Okey…” Ella kembali fokus ke buku gambarnya.

Dipha keluar dari kafe lalu menyebrangi jalan raya. Ella melirik dari jendela, melihat Dipha memasuki toko aksesoris yang ada di depan kafe. Ella masih terus melihat bagian depan toko aksesoris itu, seolah-olah penasaran dengan apa yang akan Dipha bawa setelah keluar dari toko tersebut. Ketika sedang asyik melihat toko yang ada di depan, ponsel Ella berdering.

“Halo… Iya, Mah… Ini lagi keluar nih… Udah kok, udah diminum… Iya, Mamah… Udah deh, Mamah nggak usah khawatir, aku perginya sama Dipha, kok... Iya… Okey, Mah… Muach~” Dipha kembali tepat saat Ella mengakhiri panggilannya—Ella tersenyum-senyum.

“Dari siapa El?” Dipha duduk di kursinya semula dan meletakkan barang bawaannya di kursi sebelah.

“Dari nyokap gue… Eh itu lo bawa apaan?” tanya Ella sambil mengintip sesuatu di sebelah kursi Dipha.

“Tadi lo tanya tentang kepingan puzzle terakhir yang akan ngelengkapin cerita gue, kan? Lo bener-bener penasaran sama kepingan itu?” tanya Dipha dengan raut wajah serius.

“Iyah… Emang puzzle apaan sih, gue lihat dong,” Ella tersenyum.

“Lo bener-bener pengen lihat?” Dipha mencondongkan tubuhnya ke depan—ia menopangkan kedua tangannya di meja.

“Emang apaan sih Dip? Tunjukkin aja kali,” Ella mengernyitkan dahinya.
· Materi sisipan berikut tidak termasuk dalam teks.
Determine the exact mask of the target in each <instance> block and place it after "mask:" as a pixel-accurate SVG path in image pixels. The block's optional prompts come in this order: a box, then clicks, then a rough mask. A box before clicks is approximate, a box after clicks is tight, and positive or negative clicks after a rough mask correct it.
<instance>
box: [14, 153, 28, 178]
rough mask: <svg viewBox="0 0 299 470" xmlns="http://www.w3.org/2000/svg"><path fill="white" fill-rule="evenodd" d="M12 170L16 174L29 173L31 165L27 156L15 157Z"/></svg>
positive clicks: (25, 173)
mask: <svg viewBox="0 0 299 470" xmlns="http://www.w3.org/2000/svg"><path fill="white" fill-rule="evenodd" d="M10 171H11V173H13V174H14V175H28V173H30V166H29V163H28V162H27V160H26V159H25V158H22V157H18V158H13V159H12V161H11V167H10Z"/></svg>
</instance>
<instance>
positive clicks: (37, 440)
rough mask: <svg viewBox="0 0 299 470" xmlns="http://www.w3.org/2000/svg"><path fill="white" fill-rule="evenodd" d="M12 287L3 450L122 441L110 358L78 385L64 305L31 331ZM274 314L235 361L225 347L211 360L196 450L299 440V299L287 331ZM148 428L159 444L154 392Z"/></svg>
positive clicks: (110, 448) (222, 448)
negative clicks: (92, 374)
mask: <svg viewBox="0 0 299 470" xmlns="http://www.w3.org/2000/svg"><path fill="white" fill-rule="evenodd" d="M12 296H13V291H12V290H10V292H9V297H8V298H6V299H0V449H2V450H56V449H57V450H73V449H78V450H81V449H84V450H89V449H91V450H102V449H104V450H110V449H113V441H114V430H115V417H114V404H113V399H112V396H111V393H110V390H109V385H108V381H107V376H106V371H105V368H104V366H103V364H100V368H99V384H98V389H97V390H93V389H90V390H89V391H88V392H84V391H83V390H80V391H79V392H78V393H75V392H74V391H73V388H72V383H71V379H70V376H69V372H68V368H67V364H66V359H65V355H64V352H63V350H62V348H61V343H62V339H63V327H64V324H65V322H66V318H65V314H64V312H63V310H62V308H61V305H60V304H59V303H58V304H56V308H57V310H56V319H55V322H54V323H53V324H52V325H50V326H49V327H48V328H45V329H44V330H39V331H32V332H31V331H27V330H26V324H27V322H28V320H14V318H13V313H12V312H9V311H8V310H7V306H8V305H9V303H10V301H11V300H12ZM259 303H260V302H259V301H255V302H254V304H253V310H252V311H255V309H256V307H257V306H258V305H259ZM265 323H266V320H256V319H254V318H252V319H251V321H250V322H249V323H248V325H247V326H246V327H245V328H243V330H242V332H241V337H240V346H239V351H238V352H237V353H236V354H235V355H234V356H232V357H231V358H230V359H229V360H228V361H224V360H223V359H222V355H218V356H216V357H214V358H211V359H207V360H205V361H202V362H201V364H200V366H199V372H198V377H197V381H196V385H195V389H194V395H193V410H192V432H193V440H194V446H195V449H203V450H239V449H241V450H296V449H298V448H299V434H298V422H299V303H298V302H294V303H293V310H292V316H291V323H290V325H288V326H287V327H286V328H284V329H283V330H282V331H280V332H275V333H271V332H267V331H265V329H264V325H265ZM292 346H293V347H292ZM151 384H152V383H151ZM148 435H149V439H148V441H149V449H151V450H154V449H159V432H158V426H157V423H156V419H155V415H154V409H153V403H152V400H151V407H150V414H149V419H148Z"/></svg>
Dipha mengeluarkan sesuatu dari paperbag di sampingnya, ia menyembunyikan tangannya dan sesuatu tersebut di bawah meja. Ella terlihat serius mendengarkan kata demi kata yang Dipha ucapkan. Ia mencoba menebak-nebak apa yang akan Dipha tunjukkan.

“Ini dia… Kepingan puzzle terakhir yang gue cari,” Dipha mengeluarkan sebuah cermin, dan cermin itu dihadapkan kepada Ella.

Ella terdiam membisu, melihat refleksi wajahnya sendiri di dalam cermin tersebut. Ia masih berusaha mencerna makna dari semua ini. Dari apa yang Dipha ucapkan. Dan dari apa yang Dipha perlihatkan.